電車に揺られ、ただひたすらにカラオケのことを考えてしまう思考自体どうにかしたかったが、今の杏梨にはそれはとても難しいことだった。疑問が浮かんではしこりのように残っていく。その一つ一つが鉛なのではないかと思うくらいには重たく、冷たい。

(どうして山岸先生は歌ったの?
どうしてそんな平気な顔をしていられる?
どうして私がネタにならなくちゃいけないの?
だって全部、私と山岸先生の関係のことなのに、部外者に色んな事を言われなくちゃいけないの?
…それとも、こんなことを軽く受け流せない私が、適応できていないだけ?悪いのは、私?)

 全て冗談だということもわかっている。誰も本気になんてしていない。ただ、雅人と杏梨が同期で若くて、別段仲が悪いということではなく(むしろ仲は良い方)、ノリがよいからネタにされているだけだと頭ではちゃんとわかっている。それなのに…
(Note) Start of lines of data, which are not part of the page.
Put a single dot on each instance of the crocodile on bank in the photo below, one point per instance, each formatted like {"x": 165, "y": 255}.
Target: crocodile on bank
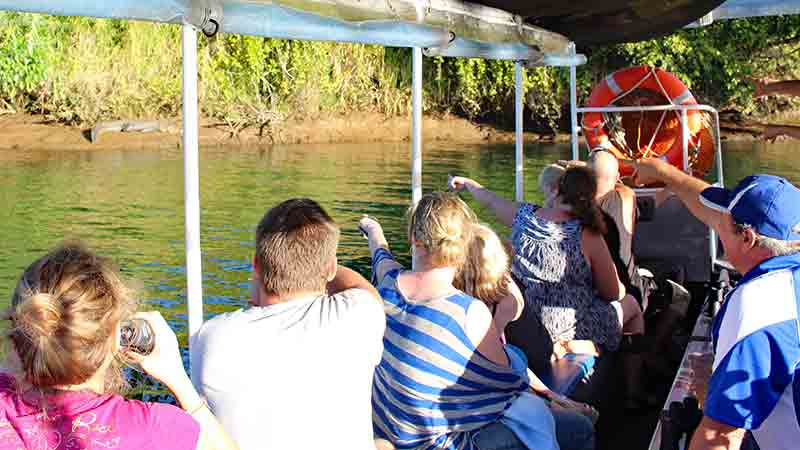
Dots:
{"x": 132, "y": 126}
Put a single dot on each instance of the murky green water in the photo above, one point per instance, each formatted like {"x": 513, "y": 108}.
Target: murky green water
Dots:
{"x": 129, "y": 204}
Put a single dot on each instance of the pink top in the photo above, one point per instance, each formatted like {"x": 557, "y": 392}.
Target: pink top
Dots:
{"x": 85, "y": 420}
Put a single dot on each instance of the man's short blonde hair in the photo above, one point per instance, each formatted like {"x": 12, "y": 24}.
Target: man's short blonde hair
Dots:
{"x": 296, "y": 245}
{"x": 442, "y": 224}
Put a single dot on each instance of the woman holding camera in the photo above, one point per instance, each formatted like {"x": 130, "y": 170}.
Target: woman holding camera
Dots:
{"x": 61, "y": 387}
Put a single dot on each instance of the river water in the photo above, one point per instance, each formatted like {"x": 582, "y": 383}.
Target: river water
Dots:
{"x": 129, "y": 204}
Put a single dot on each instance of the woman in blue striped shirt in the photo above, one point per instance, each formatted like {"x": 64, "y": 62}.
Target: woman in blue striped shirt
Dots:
{"x": 444, "y": 381}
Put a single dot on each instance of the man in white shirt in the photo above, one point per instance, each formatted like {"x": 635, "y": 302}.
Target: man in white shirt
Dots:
{"x": 755, "y": 384}
{"x": 294, "y": 370}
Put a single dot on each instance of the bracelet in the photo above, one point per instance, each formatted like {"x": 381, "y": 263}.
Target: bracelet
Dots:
{"x": 198, "y": 408}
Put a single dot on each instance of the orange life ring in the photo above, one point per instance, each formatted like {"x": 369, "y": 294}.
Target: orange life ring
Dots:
{"x": 662, "y": 136}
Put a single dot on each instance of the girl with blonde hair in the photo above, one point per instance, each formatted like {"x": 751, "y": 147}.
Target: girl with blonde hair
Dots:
{"x": 445, "y": 380}
{"x": 485, "y": 276}
{"x": 61, "y": 389}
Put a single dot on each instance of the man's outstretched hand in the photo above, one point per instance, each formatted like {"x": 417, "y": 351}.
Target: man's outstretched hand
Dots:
{"x": 649, "y": 171}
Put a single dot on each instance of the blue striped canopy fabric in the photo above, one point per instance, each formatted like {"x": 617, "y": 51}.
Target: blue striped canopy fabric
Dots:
{"x": 432, "y": 387}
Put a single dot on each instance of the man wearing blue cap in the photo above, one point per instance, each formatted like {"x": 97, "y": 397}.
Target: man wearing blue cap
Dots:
{"x": 755, "y": 384}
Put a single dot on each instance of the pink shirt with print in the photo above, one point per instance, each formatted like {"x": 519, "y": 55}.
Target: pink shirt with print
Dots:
{"x": 85, "y": 420}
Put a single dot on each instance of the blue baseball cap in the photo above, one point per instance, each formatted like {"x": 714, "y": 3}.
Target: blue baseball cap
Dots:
{"x": 770, "y": 204}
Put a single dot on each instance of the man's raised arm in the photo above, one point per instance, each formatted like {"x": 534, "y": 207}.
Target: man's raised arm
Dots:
{"x": 685, "y": 186}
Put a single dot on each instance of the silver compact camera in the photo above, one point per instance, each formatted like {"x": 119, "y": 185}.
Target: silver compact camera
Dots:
{"x": 137, "y": 335}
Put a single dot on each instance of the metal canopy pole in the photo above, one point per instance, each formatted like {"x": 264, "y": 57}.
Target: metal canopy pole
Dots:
{"x": 573, "y": 102}
{"x": 416, "y": 126}
{"x": 194, "y": 271}
{"x": 685, "y": 139}
{"x": 519, "y": 156}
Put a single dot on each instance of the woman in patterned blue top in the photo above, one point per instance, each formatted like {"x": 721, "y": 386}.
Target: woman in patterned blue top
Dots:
{"x": 444, "y": 381}
{"x": 564, "y": 267}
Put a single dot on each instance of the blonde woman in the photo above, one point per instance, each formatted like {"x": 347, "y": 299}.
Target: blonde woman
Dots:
{"x": 444, "y": 380}
{"x": 61, "y": 388}
{"x": 486, "y": 276}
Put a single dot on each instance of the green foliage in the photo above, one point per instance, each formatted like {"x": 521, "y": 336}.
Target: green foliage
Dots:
{"x": 84, "y": 70}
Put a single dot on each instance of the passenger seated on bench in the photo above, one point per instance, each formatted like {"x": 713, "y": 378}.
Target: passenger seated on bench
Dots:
{"x": 565, "y": 269}
{"x": 485, "y": 275}
{"x": 294, "y": 370}
{"x": 60, "y": 388}
{"x": 441, "y": 348}
{"x": 549, "y": 179}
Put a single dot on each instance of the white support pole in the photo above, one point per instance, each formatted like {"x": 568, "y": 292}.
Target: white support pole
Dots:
{"x": 416, "y": 126}
{"x": 573, "y": 103}
{"x": 685, "y": 139}
{"x": 519, "y": 157}
{"x": 194, "y": 270}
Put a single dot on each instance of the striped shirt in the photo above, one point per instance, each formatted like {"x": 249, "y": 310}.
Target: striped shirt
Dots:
{"x": 432, "y": 387}
{"x": 756, "y": 380}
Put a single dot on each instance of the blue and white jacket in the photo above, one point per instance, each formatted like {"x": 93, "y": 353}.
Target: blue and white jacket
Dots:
{"x": 756, "y": 380}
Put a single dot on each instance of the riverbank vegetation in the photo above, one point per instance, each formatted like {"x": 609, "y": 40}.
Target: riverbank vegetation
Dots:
{"x": 79, "y": 71}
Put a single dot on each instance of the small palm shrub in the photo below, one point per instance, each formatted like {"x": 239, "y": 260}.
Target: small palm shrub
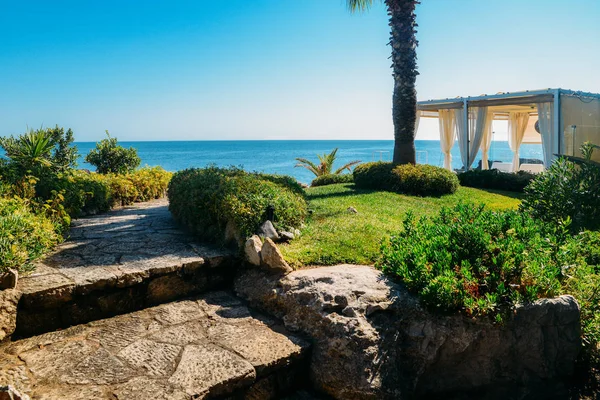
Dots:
{"x": 419, "y": 180}
{"x": 330, "y": 179}
{"x": 479, "y": 262}
{"x": 568, "y": 190}
{"x": 109, "y": 157}
{"x": 39, "y": 153}
{"x": 205, "y": 200}
{"x": 494, "y": 179}
{"x": 25, "y": 236}
{"x": 325, "y": 164}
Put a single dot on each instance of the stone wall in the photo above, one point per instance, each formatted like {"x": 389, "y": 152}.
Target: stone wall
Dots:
{"x": 373, "y": 340}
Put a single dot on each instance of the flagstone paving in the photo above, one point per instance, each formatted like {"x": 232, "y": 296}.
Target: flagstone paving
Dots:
{"x": 118, "y": 262}
{"x": 207, "y": 346}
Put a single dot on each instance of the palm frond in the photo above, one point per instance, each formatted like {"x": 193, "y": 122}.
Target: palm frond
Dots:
{"x": 309, "y": 165}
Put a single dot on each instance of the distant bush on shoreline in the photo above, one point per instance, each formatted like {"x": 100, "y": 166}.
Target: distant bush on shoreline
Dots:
{"x": 206, "y": 200}
{"x": 494, "y": 179}
{"x": 419, "y": 180}
{"x": 110, "y": 158}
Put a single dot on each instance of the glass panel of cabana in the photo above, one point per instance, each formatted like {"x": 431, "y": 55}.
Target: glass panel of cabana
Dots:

(関係と気持ちに関わることを、私は軽く流せない…んだと、思う…)

 そんな風に自己分析することはできても、解決できない。自分のことならば、自分一人で解決するのがいつもの杏梨である。色々な方法を考えて、時には人に話してみたりして選択肢を増やして、それでも最後の決断を下すのはいつだって自分だ。そうして23年生きてきた杏梨にとって、今の自分の状況は、もやもや以外の何物でもなかった。これは自分一人のことではない。だが、そう簡単に、雅人に言うこともできない。

(何て言えばいいのかもわかんないし、もやもやがどこに絡まってるのかもわかんないし、全部わかんない!こんなの初めてで嫌だ!)

 生まれて初めて、こんな風にネタになった。多分、今の杏梨の混乱はそのせいでもあるだろう。だが、今の杏梨にとってそんなことはどうでもよかった。ただただ重い気持ちだけが、体中に纏わりついて離れてくれない。
 帰宅後、杏梨は淀んだ気持ちをそのままツイッターに吐き出した。ごく少数しかフォローしていない、フォローされていないアカウントで。

 これは杏梨にとって事件だった。精神的には強いと自負していた杏梨が、ここ数年で初めて折れた、と思った時だった。